Russian Energy Week is being held in Moscow from 13 to 15 October. Officials and businessmen from the European Union discuss with their Russian colleagues the problems of climate change, the use of solar and wind energy, as well as the future of traditional energy. Representatives of big business from the Russian Federation fear that the EU, hiding behind the fight against global warming, wants to deprive them of their competitive advantage – low fuel prices.
At the same time, Russia itself is still moving towards the greening of its economy. But the actions taken are not enough, ecologists say. Why is Russian business forced to pay a carbon footprint tax to the EU budget, and can this be avoided – from DW.
Businessmen from the Russian Federation were scared … and exhaled with relief
The European Green Deal is one of the main topics of the Russian Energy Week, which takes place in Moscow at the Manezh site. As you know, this course assumes the achievement of carbon neutrality by 2050 and the introduction of transboundary carbon regulation (TUR). This means that the European Union is going to levy duties on imported goods, the production of which was accompanied by the emission of carbon dioxide. EU Ambassador to Russia Markus Ederer recalled in his speech that the TUR will start working in test mode from 2023, but money – more precisely, the so-called “green certificates” – will be required from exporters only from 2026.
Major industrialists from Russia admitted that the EU plans frightened them at first. The idea to introduce TUR, announced by the European Commission, a year and a half ago “caused a lot of tension in Russian business,” said Sergei Tverdokhleb, deputy general director of the international chemical company Eurochem, during the discussion. According to him, it was this initiative that became the starting point for the creation of a committee on climate policy in the Russian Union of Industrialists and Entrepreneurs (RUIE).

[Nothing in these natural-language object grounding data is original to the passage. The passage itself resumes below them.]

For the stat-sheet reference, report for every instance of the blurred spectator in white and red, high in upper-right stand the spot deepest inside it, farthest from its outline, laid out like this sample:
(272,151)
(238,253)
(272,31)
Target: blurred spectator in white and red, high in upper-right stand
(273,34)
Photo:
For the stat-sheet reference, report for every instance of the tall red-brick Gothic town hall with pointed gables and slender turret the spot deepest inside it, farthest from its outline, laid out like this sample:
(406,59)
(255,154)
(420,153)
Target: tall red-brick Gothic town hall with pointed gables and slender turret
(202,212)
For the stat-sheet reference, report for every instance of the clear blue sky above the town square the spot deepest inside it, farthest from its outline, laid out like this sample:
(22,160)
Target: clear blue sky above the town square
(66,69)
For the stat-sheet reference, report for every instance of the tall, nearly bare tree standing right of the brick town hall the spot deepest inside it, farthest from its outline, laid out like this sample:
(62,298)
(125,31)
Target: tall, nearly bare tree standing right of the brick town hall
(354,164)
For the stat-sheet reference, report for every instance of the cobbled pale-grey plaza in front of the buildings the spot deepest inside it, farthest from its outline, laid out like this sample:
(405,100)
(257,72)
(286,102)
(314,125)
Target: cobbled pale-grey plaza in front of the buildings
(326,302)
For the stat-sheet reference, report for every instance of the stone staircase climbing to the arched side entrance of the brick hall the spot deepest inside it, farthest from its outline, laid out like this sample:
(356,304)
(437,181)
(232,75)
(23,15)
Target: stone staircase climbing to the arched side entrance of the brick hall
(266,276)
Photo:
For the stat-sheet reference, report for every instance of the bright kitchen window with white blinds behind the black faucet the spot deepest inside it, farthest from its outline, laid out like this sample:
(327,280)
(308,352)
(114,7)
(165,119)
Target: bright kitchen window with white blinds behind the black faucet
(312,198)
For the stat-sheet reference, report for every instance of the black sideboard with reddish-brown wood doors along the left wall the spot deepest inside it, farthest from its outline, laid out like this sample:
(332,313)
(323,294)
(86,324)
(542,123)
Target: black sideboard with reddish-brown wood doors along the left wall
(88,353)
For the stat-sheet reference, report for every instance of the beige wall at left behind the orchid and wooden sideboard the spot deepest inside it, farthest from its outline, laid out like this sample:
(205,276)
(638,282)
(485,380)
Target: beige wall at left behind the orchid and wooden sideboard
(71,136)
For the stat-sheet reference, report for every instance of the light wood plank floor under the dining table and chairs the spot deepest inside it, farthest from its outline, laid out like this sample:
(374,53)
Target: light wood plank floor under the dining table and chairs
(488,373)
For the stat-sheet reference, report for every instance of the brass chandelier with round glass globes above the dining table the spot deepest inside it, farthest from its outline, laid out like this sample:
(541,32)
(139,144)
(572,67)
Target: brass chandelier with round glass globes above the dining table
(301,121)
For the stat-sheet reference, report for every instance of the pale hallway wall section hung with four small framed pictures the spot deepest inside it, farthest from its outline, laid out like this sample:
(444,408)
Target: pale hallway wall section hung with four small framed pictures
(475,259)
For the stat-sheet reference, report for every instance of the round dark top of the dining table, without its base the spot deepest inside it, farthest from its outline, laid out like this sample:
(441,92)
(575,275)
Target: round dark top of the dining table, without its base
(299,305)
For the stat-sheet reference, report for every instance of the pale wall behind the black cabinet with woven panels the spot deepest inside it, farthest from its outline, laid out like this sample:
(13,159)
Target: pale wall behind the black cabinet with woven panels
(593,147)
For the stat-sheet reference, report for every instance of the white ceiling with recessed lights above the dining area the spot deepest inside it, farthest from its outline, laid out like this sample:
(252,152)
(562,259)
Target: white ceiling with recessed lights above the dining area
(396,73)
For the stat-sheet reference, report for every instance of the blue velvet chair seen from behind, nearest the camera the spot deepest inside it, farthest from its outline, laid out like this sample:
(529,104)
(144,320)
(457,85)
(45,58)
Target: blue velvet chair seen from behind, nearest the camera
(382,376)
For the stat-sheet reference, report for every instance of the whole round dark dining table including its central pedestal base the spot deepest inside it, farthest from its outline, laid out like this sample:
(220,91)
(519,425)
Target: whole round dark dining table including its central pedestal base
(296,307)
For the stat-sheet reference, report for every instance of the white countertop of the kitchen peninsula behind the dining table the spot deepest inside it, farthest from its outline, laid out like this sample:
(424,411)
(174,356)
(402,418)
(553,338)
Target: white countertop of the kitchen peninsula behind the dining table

On July 14, the Russian Union of Industrialists and Entrepreneurs breathed a sigh of relief, said Tverdokhleb. On this day, the European Commission published a draft document on the introduction of the TUR. “It turned out that, in fact, regulation will cover two and a half industries in Russia: metallurgy, chemistry and one single company in the power industry – Inter RAO,” explained the reason for his joy to the deputy general director of EuroChem. that officials in Brussels will take into account the individual carbon intensity of products that are shipped to Europe.
According to the calculations of the Russian Union of Industrialists and Entrepreneurs, the total annual payment of companies to the EU budget by the end of the decade within the framework of the TUR mechanism will be from 1 to 2 billion euros per year. “What a small amount, – commented Tverdokhleb. – And this is not our payment, but European consumers.”
Suspicions in the redistribution of the market by the European Union through the “green course”
The fact is that if Russia introduces its own system of tariffication for carbon dioxide emissions on its territory in the next two or three years, then it will not have to pay duties to the EU budget at all. The Russian government understands that in the absence of such a system, “the European regulators have a reason to assess the carbon intensity of Russian products at the upper level,” said the head of the Russian Energy Agency Alexei Kulapin. According to him, the government has adopted regulations that “form the framework” of such a system.
European Commission President von der Leyen announces EU climate targets, 14 July 2021
At the same time, Russian businessmen and politicians directly express their doubts about the sincerity of the EU’s intentions. “Probably the key point that worries the company is to what extent this mechanism (TUR. – Ed.) is aimed at combating climate change and reducing carbon intensity, and to what extent – for redistributing money, “Tverdokhleb shared his concern. And added that he does not understand why the European Union does not want to take into account the peculiarities of national regulation, if Brussels really cares only about climate change …
“The only goal of cross-border carbon regulation is to avoid carbon dioxide leakage,” EU Ambassador to Russia Markus Ederer told Tverdokhleb. At the same time, the EU, Ederer assured, does not create competitive advantages for its companies – European enterprises will also be forced to buy “green certificates” for carbon-intensive products.
Environmentalists ask Russian business to change their approach
The actions of the European Union to combat climate change have already begun to positively affect the behavior of Russian companies, experts say. The EU’s Green Deal is a movement in the right direction, which has a real impact on the greening of many of our industries, says Alexei Knizhnikov of the World Wildlife Fund (WWF Russia). – We see that oil and gas and other Russian companies are increasingly moving towards the “green course”.
At the same time, WWF points out that companies from Russia are inclined to replace real actions to achieve carbon neutrality with less effective activities – forest climatic projects. Among them are the conservation and reproduction of forests and afforestation. “Forest climate projects cannot be a substitute for real decisive action to reduce greenhouse gas emissions,” Knizhnikov warns. “They should only be considered after companies have taken all measures to reduce emissions to ensure climate neutrality.”
In the meantime, Russia is only increasing the volume of associated gas flaring. According to Knizhnikov, who referred to data from the World Bank, in 2020 the growth in this case was 8%. “We burn 25 billion cubic meters of associated petroleum gas,” the ecologist says. “This is inconceivable from the point of view of the climate agenda. And this is just one example.”